Closing his eyes, he tried to imagine living his entire life on a single hillside when he could barely stand to stay on one planet more than a few months at a time. Even his dream—apprenticing himself to a Tea Master on Coralla, spending the rest of his life in peaceful contemplation on those perfect white sand beaches—was almost impossible to imagine actually doing. I have, he thought, made a decent career out of chasing things and running away.
And Cernekan was somewhere he'd never been before, somewhere new. There was always that.
The car's ventilation system choked out wheezing gasps of stale air in between death rattles. Fergus's feet were sweaty inside his magboots, and the seat's safety harness, built for smaller bodies, pressed relentlessly down on his shoulders through his exosuit. What starlight graced the interior of the cable car was little more than thin, angry half circles in the distance where the glare managed to steal around and through the narrow gaps in the sunshields.
The cable car lazily spun its way along the cable as Fergus clutched his worn travel pack to his chest. The dark rock ahead of them wobbled erratically in space, a convincing illusion when the car felt mostly stationary. Only the faint downward pull toward his seat confirmed his opinion of who exactly was the body in motion.
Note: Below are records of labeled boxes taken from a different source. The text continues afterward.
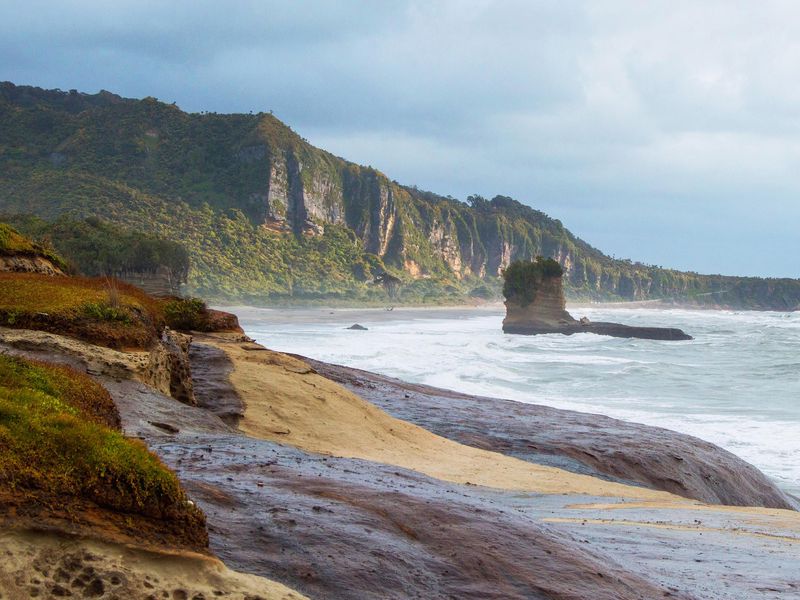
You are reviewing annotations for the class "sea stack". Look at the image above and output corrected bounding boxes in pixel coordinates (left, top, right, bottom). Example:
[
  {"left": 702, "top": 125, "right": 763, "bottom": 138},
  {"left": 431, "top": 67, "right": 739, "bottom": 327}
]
[{"left": 503, "top": 256, "right": 692, "bottom": 340}]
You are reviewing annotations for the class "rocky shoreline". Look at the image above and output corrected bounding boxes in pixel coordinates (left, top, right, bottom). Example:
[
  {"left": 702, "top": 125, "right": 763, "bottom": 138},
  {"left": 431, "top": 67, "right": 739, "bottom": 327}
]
[
  {"left": 503, "top": 256, "right": 692, "bottom": 341},
  {"left": 0, "top": 330, "right": 800, "bottom": 600}
]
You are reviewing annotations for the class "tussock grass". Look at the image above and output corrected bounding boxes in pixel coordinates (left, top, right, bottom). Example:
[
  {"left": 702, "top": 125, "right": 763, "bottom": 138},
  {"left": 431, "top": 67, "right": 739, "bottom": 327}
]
[
  {"left": 0, "top": 273, "right": 164, "bottom": 348},
  {"left": 0, "top": 223, "right": 69, "bottom": 271},
  {"left": 0, "top": 355, "right": 203, "bottom": 522}
]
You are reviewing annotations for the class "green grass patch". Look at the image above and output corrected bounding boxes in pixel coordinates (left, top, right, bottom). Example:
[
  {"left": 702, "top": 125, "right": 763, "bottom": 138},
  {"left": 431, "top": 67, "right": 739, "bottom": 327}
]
[
  {"left": 0, "top": 355, "right": 202, "bottom": 519},
  {"left": 0, "top": 273, "right": 163, "bottom": 348}
]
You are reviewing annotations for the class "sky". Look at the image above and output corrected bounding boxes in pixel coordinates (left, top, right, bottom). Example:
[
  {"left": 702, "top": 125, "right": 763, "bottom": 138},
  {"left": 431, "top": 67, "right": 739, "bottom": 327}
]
[{"left": 0, "top": 0, "right": 800, "bottom": 277}]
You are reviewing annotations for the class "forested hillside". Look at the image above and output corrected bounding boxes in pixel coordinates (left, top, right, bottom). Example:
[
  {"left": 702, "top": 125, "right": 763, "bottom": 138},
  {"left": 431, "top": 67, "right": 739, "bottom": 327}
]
[{"left": 0, "top": 83, "right": 800, "bottom": 310}]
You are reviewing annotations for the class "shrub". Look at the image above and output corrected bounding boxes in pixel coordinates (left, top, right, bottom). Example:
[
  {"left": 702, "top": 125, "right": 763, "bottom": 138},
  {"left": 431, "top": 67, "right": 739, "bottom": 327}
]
[
  {"left": 163, "top": 298, "right": 211, "bottom": 331},
  {"left": 503, "top": 256, "right": 564, "bottom": 306},
  {"left": 0, "top": 355, "right": 202, "bottom": 520}
]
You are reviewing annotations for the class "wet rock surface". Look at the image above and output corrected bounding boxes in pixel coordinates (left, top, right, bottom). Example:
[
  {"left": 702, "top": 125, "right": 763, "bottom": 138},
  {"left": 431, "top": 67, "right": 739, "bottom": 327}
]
[
  {"left": 108, "top": 346, "right": 800, "bottom": 600},
  {"left": 158, "top": 436, "right": 691, "bottom": 600},
  {"left": 304, "top": 359, "right": 798, "bottom": 509},
  {"left": 3, "top": 336, "right": 800, "bottom": 600}
]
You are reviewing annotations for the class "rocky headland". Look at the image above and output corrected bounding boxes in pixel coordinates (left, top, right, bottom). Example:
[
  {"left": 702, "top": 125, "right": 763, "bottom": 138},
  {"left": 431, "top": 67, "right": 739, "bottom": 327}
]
[
  {"left": 503, "top": 257, "right": 692, "bottom": 340},
  {"left": 0, "top": 233, "right": 800, "bottom": 600},
  {"left": 0, "top": 82, "right": 800, "bottom": 310},
  {"left": 0, "top": 318, "right": 800, "bottom": 599}
]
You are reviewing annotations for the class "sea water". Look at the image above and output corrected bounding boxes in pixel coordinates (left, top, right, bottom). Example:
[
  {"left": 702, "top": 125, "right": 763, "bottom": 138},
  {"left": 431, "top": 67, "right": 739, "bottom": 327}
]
[{"left": 240, "top": 307, "right": 800, "bottom": 495}]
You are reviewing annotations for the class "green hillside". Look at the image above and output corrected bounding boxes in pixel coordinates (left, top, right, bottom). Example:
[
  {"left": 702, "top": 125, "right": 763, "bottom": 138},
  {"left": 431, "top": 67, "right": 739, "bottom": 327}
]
[{"left": 0, "top": 83, "right": 800, "bottom": 310}]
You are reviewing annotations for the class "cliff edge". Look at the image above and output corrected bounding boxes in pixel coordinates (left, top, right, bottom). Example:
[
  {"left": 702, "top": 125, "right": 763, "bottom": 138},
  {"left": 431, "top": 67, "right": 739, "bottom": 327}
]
[{"left": 503, "top": 256, "right": 692, "bottom": 340}]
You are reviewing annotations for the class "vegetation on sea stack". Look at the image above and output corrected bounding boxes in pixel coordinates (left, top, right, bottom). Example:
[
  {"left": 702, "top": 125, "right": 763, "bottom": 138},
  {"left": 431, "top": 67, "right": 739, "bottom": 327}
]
[
  {"left": 0, "top": 223, "right": 68, "bottom": 271},
  {"left": 503, "top": 256, "right": 564, "bottom": 306},
  {"left": 0, "top": 82, "right": 800, "bottom": 310},
  {"left": 5, "top": 215, "right": 189, "bottom": 283}
]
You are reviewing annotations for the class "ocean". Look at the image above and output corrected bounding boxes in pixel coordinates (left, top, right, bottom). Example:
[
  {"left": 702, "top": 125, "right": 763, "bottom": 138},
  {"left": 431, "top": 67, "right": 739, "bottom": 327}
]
[{"left": 234, "top": 307, "right": 800, "bottom": 496}]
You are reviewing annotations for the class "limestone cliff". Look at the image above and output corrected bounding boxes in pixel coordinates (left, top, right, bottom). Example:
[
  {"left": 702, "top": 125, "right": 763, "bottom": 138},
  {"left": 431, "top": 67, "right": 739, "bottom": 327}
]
[
  {"left": 0, "top": 83, "right": 800, "bottom": 310},
  {"left": 0, "top": 223, "right": 66, "bottom": 275},
  {"left": 503, "top": 256, "right": 692, "bottom": 340}
]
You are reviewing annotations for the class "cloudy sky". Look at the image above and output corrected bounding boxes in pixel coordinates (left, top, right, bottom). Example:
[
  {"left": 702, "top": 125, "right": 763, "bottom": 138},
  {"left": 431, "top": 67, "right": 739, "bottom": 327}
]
[{"left": 0, "top": 0, "right": 800, "bottom": 277}]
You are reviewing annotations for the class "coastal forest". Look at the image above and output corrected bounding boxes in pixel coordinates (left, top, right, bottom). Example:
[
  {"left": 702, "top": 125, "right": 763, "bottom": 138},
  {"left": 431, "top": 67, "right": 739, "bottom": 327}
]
[{"left": 0, "top": 82, "right": 800, "bottom": 310}]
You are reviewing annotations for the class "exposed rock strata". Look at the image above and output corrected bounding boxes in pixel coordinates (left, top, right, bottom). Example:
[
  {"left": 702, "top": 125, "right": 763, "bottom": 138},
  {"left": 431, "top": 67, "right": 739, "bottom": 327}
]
[
  {"left": 503, "top": 275, "right": 692, "bottom": 340},
  {"left": 305, "top": 359, "right": 800, "bottom": 509},
  {"left": 0, "top": 254, "right": 64, "bottom": 275},
  {"left": 0, "top": 530, "right": 304, "bottom": 600},
  {"left": 3, "top": 328, "right": 800, "bottom": 600},
  {"left": 0, "top": 327, "right": 195, "bottom": 404}
]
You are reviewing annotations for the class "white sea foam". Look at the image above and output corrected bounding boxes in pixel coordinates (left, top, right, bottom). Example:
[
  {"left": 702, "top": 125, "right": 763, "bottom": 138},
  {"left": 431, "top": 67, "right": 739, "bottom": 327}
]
[{"left": 242, "top": 308, "right": 800, "bottom": 495}]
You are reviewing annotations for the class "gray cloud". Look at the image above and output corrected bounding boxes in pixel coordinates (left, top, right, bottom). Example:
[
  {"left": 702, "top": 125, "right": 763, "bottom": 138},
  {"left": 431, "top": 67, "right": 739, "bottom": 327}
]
[{"left": 0, "top": 0, "right": 800, "bottom": 277}]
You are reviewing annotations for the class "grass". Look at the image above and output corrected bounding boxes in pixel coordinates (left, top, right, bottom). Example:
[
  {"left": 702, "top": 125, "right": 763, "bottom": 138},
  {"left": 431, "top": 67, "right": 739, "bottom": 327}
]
[
  {"left": 0, "top": 223, "right": 69, "bottom": 272},
  {"left": 0, "top": 273, "right": 163, "bottom": 348},
  {"left": 0, "top": 355, "right": 203, "bottom": 523}
]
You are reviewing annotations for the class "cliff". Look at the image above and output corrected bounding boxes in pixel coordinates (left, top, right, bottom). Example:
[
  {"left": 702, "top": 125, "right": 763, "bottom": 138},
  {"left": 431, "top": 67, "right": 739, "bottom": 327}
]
[
  {"left": 0, "top": 308, "right": 800, "bottom": 600},
  {"left": 0, "top": 83, "right": 800, "bottom": 310}
]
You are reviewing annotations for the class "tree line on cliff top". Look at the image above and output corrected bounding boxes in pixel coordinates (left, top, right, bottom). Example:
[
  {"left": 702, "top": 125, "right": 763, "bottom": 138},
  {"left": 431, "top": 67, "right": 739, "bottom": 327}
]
[{"left": 0, "top": 83, "right": 800, "bottom": 309}]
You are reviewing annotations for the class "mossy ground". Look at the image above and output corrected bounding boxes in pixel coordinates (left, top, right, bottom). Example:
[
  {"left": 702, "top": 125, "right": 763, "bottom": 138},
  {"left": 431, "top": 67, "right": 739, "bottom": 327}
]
[
  {"left": 0, "top": 355, "right": 205, "bottom": 545},
  {"left": 0, "top": 223, "right": 68, "bottom": 271}
]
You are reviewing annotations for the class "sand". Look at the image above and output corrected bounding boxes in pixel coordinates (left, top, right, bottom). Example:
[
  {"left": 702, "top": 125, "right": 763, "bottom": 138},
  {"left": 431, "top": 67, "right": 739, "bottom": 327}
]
[
  {"left": 200, "top": 334, "right": 687, "bottom": 503},
  {"left": 0, "top": 530, "right": 305, "bottom": 600}
]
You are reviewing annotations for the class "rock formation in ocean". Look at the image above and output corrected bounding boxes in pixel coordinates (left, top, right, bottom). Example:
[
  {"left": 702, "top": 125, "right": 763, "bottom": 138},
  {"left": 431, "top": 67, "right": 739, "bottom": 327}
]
[
  {"left": 503, "top": 256, "right": 692, "bottom": 340},
  {"left": 0, "top": 82, "right": 800, "bottom": 310}
]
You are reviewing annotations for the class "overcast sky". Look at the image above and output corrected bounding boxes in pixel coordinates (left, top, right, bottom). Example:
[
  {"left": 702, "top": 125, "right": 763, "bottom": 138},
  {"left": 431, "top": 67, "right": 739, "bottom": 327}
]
[{"left": 0, "top": 0, "right": 800, "bottom": 277}]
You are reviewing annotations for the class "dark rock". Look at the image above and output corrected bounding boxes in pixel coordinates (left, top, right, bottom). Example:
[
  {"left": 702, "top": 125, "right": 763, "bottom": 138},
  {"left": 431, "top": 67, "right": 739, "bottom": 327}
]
[
  {"left": 503, "top": 322, "right": 694, "bottom": 341},
  {"left": 304, "top": 358, "right": 800, "bottom": 509}
]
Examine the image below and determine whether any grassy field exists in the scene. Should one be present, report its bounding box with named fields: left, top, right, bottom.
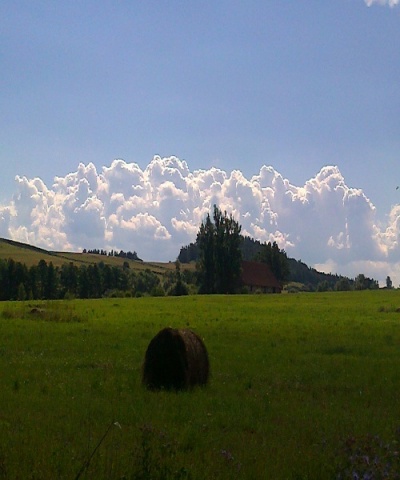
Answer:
left=0, top=291, right=400, bottom=480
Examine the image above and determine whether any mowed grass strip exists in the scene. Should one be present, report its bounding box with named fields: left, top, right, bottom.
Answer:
left=0, top=291, right=400, bottom=479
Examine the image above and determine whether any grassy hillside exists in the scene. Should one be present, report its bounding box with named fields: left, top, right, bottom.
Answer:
left=0, top=290, right=400, bottom=480
left=0, top=238, right=180, bottom=274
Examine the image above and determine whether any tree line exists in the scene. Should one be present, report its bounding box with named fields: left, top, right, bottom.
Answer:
left=0, top=258, right=164, bottom=300
left=82, top=248, right=143, bottom=262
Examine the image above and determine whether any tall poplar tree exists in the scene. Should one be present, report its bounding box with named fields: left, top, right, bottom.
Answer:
left=196, top=205, right=242, bottom=293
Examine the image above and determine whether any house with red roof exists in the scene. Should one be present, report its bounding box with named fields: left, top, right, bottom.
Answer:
left=241, top=261, right=282, bottom=293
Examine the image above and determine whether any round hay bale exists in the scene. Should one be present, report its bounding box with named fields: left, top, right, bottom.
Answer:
left=142, top=328, right=210, bottom=390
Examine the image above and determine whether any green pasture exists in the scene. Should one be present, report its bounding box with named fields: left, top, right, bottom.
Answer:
left=0, top=290, right=400, bottom=480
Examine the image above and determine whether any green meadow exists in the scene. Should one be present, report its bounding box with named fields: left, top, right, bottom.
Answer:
left=0, top=290, right=400, bottom=480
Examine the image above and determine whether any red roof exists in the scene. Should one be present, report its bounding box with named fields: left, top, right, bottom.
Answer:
left=242, top=261, right=282, bottom=292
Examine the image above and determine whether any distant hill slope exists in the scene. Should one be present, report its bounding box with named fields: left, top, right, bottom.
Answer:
left=178, top=237, right=353, bottom=290
left=0, top=238, right=175, bottom=275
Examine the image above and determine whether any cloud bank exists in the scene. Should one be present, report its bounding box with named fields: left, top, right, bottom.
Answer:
left=0, top=156, right=400, bottom=286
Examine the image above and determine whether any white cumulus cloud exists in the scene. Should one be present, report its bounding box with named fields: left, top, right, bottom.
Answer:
left=0, top=156, right=400, bottom=285
left=364, top=0, right=400, bottom=7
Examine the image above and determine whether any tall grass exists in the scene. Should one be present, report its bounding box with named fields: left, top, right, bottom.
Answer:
left=0, top=291, right=400, bottom=480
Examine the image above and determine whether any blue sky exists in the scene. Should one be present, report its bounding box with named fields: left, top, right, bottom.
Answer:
left=0, top=0, right=400, bottom=284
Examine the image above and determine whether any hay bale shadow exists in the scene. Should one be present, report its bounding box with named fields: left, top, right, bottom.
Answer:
left=142, top=328, right=210, bottom=390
Craning his head around as best he could in the iron grip of his seat's safety harness, he glanced out the pitted window, wondering how far the cable car still had to go. He sighed; the car was barely halfway down the line.
Turning back, his eyes met the sharp gaze of the old woman sitting on the bench opposite him, his lone fellow passenger. Her exosuit hood and face shield had been folded back, much like his own. She was tiny, with bone-white hair and sharp, almost violet eyes that were unusual in a typically wan spacer face. The bulky arms of the seat harness engulfed her, as if she were slowly being consumed by the car itself. A grandmother-eating bench, he thought, smiling at the ludicrous thought. The bane of little old ladies in space.
Space aged people quickly, especially out here where radiation shielding, vitamins, and decent medical care were phantoms at best, and the woman was not so much shrunken as gnarled, like her body had been distilled down to the bare but formidable essentials for survival. Fergus had to believe she'd already far exceeded the typical life expectancy of the junk merchants, rockcrappers, and fugitives that made up the human population near the Gap, where stars thinned out to nothing between the galaxy's arms.
Her side of the small car was filled with crates, tucked behind portable webbing to keep them from drifting. With the jostling of the car along the uneven cable, he could only imagine the damage they'd do to anyone trapped helplessly in their seats if they weren't secured. He wondered what was inside—a thousand knit children's hats, teddy bears, or awkwardly sized blankets crocheted from spun recycled plastics? He caught her eyes again, and by the slow deepening of her expression, he knew she had not missed his idle stare.
"I'm sorry," he said, trying to cover his rudeness. "You reminded me for a moment of my mam—my grandmother."
"Are you implying that I'm old?" she said.
He blinked, nonplussed. "Um . . . I . . ."
The old woman cracked a smile. "I'm guessing you're not from Cernee. Where you heading?"
Surnee? Fergus wondered for a half second until it clicked: Cernekan. "I'm heading to Central," he answered. "Is it always this bumpy?"
"Gets better from Mezzanine Rock," she said just as a huge jolt threw them both upward against their harnesses and was slow to return them. "Lines are smoother farther in."